Change your password!If you’re one of those people who think it’s cute or clever to use ‘password’ as your password, you may be shocked to know that we’ve just added another highly ranked page on the web that openly publishes your crucial piece of identification.

Security firm SplashData recently published this year’s 25 worst passwords, and having seen individual security policies covering all industries, education levels and levels of paranoia, I can safely say that I’ve seen almost all of the entries from the top ten more often than I’d prefer.

  1. password
  2. 123456
  3. 12345678
  4. qwerty
  5. abc123
  6. monkey
  7. 1234567
  8. letmein
  9. trustno1
  10. dragon

Shockingly, many people in the world use these sequences to lock down their most sensitive login credentials. Thankfully many of the higher risk sites enforce a certain level of password complexity and some even force a password change after a set amount of time, but the fact is that a majority of sites, even ones where sensitive data like credit card information may be stored, do not enforce much, if any, password best practices at all.
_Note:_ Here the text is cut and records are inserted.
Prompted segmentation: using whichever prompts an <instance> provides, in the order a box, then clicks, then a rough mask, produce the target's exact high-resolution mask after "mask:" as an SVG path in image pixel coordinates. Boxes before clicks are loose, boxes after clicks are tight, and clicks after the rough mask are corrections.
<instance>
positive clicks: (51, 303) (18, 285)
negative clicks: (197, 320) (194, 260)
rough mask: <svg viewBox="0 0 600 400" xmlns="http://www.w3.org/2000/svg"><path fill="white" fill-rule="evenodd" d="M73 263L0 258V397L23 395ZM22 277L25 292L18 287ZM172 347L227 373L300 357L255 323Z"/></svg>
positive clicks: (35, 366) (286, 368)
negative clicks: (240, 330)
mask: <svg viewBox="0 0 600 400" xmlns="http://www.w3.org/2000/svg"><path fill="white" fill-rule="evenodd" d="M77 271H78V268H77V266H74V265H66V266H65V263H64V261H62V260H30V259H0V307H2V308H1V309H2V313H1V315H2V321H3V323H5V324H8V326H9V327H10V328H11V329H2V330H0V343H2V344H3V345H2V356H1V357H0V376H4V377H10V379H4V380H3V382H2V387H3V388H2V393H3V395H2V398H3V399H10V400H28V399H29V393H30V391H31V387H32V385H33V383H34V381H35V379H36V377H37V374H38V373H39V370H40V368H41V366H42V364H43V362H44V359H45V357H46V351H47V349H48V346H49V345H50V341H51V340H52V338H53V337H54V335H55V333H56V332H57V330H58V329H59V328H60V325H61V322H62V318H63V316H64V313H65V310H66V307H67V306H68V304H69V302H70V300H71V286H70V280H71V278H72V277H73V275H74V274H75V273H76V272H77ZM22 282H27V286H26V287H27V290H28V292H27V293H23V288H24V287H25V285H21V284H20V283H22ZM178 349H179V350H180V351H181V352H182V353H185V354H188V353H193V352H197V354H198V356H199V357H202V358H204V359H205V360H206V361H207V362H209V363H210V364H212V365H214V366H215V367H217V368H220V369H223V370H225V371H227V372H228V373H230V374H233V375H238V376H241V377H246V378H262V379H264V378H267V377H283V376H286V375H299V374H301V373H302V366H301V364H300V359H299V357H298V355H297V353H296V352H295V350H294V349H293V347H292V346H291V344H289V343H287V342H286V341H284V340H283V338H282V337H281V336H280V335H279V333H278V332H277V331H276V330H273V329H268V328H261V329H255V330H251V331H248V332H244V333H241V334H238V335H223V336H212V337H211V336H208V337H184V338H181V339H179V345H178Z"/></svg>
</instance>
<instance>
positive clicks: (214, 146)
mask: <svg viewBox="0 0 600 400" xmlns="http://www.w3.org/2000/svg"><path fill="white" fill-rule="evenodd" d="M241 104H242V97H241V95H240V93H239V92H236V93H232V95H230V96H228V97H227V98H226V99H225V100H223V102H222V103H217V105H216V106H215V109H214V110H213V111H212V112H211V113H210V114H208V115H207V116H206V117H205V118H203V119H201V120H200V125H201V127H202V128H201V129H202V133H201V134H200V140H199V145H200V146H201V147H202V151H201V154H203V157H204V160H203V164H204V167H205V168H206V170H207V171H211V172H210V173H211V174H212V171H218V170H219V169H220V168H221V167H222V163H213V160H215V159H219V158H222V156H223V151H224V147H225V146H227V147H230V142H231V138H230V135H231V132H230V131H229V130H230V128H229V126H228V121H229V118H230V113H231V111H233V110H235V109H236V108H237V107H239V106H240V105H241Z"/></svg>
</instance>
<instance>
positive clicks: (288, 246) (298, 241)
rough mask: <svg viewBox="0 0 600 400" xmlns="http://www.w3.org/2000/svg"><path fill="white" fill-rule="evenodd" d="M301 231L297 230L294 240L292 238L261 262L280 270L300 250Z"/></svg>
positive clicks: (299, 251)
Here are some tips to developing your own ideal passwords:

  1. Passwords should always contain a mix of upper and lowercase letters, numbers, and where possible, special characters – This ensures that a determined hacker will have to invest more significant amounts of time attempting to break your password through ‘brute force’ repetition.
  2. Passwords should never be a dictionary word – Automated processes will focus on dictionary words more readily than invented or random terms and pick these accounts off first.
  3. Ideally, you shouldn’t use the same password for different accounts – A resilient hacker will undoubtedly try the same credentials at different popular services to maximize their damage.
  4. Passwords should be changed on a fairly regular basis, perhaps every 3-6 months –In many cases, a hacker will retrieve your credentials, note a successful login and simply archive this information for use in a later deed.

If you follow the above tips, your former darling password of ‘monkey’ could better serve you with the far more secure “mo_nK3y%”, so long as you pick a new animal to secure your accounts every once in a while.